Dad's Garage picks up the check

Milton Bradley's old board game Mystery Date posed the eternal dilemma of the dating scene: "Will he be a dream ... or a dud?" The comedy Date at the Dad's Garage Top Shelf Theatre makes such a weak first impression that at first, you worry you're stuck with a dud for the evening. Once Date finds its comfort level, though, it turns out to be pretty dreamy.

Date puts its heart on its sleeve, as it were, by attempting to capture the search for love and romance without giving any spoken dialogue to its onstage actors (Chris Blair, Amber Nash, Katie Rowlett and Joe Sykes). The short comedy primarily follows the efforts of two lovelorn singletons, Tina (Nash) and Todd (Sykes), who put themselves "on the market" thanks to the goading of an unseen voice (Matt Myers). The narrator combines the aggressive cheer of a 1950s educational film with a harshly judgmental streak. Criticizing Tina's wardrobe, the voice remarks, "Why buy the cow when it's giving out milk like a whore?"

Initially, Date meanders through some sketchy sequences, such as a history of dating, starting with amoebae and cavemen, as well as a live game show that proves far too lengthy for its modest punch lines. Once Todd and Tina get past online match sites and speed dating, the play's wordless style and courtship content make a love connection. The concept works particularly well in the numerous sequences at clubs and singles bars, where people can barely hear each other anyway. Sometimes pop music makes a funny counterpoint to the action: At one bar, a guy (Blair) thinks he's scoring with two women when the Indigo Girls music should clue him into what's really going on.

Creator Tim Stoltenberg directed the show with Matt Horgan and wrote it with Horgan, Myers and the four-actor ensemble. Stoltenberg seems attracted to the "silent play" concept, having directed and co-written the similarly dialogue-free workplace comedy Get Downsized! in 2006. Date succeeds better, possibly because romantic awkwardness contains more complexity and emotional vulnerability than office dynamics.

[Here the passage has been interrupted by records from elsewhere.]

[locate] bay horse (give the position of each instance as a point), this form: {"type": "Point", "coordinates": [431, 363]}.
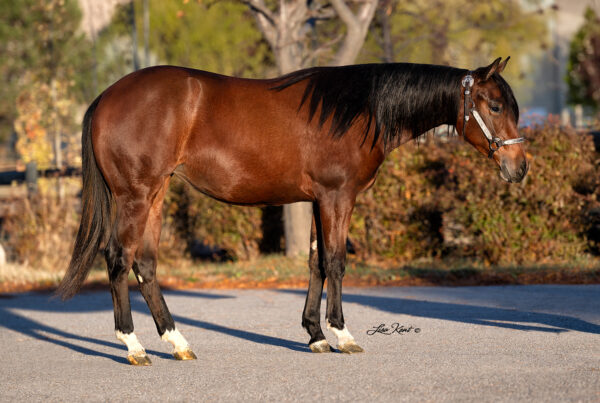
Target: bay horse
{"type": "Point", "coordinates": [316, 135]}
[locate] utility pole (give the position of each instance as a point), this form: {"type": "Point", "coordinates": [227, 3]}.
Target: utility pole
{"type": "Point", "coordinates": [146, 13]}
{"type": "Point", "coordinates": [136, 61]}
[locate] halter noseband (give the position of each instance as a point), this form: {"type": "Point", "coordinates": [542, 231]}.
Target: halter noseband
{"type": "Point", "coordinates": [495, 142]}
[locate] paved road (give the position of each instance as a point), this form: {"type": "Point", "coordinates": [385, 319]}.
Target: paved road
{"type": "Point", "coordinates": [521, 343]}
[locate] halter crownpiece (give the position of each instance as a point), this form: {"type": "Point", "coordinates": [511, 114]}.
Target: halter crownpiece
{"type": "Point", "coordinates": [495, 142]}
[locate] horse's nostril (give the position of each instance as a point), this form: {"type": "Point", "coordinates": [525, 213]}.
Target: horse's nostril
{"type": "Point", "coordinates": [524, 168]}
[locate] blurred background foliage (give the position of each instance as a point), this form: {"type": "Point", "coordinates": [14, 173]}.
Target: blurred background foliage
{"type": "Point", "coordinates": [431, 201]}
{"type": "Point", "coordinates": [584, 63]}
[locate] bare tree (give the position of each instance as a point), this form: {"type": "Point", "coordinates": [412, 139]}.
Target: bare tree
{"type": "Point", "coordinates": [289, 27]}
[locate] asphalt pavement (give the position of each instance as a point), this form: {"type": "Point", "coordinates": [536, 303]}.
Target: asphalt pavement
{"type": "Point", "coordinates": [504, 343]}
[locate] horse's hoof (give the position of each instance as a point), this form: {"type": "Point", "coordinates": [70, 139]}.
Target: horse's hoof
{"type": "Point", "coordinates": [320, 346]}
{"type": "Point", "coordinates": [350, 348]}
{"type": "Point", "coordinates": [184, 355]}
{"type": "Point", "coordinates": [141, 359]}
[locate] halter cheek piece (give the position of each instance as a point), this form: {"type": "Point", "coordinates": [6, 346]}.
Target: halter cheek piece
{"type": "Point", "coordinates": [495, 142]}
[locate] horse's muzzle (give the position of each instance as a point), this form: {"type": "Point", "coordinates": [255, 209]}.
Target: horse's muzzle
{"type": "Point", "coordinates": [511, 172]}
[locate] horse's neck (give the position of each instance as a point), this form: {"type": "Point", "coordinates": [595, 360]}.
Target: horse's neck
{"type": "Point", "coordinates": [407, 136]}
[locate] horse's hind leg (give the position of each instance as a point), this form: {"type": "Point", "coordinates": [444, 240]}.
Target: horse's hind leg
{"type": "Point", "coordinates": [144, 267]}
{"type": "Point", "coordinates": [119, 258]}
{"type": "Point", "coordinates": [311, 317]}
{"type": "Point", "coordinates": [335, 211]}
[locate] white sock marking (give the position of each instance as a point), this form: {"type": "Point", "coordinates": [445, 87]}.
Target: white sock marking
{"type": "Point", "coordinates": [321, 344]}
{"type": "Point", "coordinates": [130, 340]}
{"type": "Point", "coordinates": [343, 335]}
{"type": "Point", "coordinates": [176, 339]}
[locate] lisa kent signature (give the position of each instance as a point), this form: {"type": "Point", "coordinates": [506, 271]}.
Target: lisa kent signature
{"type": "Point", "coordinates": [394, 328]}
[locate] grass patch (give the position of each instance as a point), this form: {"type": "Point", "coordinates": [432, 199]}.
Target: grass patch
{"type": "Point", "coordinates": [277, 271]}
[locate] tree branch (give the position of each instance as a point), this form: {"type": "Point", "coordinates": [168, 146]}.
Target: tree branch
{"type": "Point", "coordinates": [356, 29]}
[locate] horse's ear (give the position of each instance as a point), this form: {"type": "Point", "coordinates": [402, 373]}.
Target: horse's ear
{"type": "Point", "coordinates": [491, 69]}
{"type": "Point", "coordinates": [502, 65]}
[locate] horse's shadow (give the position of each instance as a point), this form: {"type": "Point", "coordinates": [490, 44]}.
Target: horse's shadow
{"type": "Point", "coordinates": [85, 302]}
{"type": "Point", "coordinates": [518, 319]}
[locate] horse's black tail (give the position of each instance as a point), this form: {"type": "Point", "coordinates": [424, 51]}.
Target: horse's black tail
{"type": "Point", "coordinates": [96, 215]}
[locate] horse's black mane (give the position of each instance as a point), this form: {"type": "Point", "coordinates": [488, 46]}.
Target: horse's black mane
{"type": "Point", "coordinates": [395, 97]}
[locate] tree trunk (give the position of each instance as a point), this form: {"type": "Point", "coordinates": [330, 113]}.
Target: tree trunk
{"type": "Point", "coordinates": [286, 29]}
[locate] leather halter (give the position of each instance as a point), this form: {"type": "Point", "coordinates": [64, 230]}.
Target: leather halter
{"type": "Point", "coordinates": [495, 142]}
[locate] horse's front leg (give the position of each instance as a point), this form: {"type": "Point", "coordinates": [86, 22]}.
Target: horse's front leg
{"type": "Point", "coordinates": [335, 213]}
{"type": "Point", "coordinates": [311, 316]}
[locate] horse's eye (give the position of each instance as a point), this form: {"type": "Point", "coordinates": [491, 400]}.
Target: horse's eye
{"type": "Point", "coordinates": [495, 108]}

The actors all take to the concept, capturing different facets of loneliness and lust, desperation and disgust, sometimes in a matter of seconds. Date doesn't qualify as a particularly deep show, but it finds plenty of laughs as the actors, particularly Nash and Sykes, convey some universal anxieties. The play may not be the best activity for a first date, though, as it gives away too much of what's already on your minds.

Date. Through Nov. 10. $13-$17. Fri.-Sat., 8 p.m. Dad's Garage Top Shelf Theatre, 280 Elizabeth St. 404-523-3141.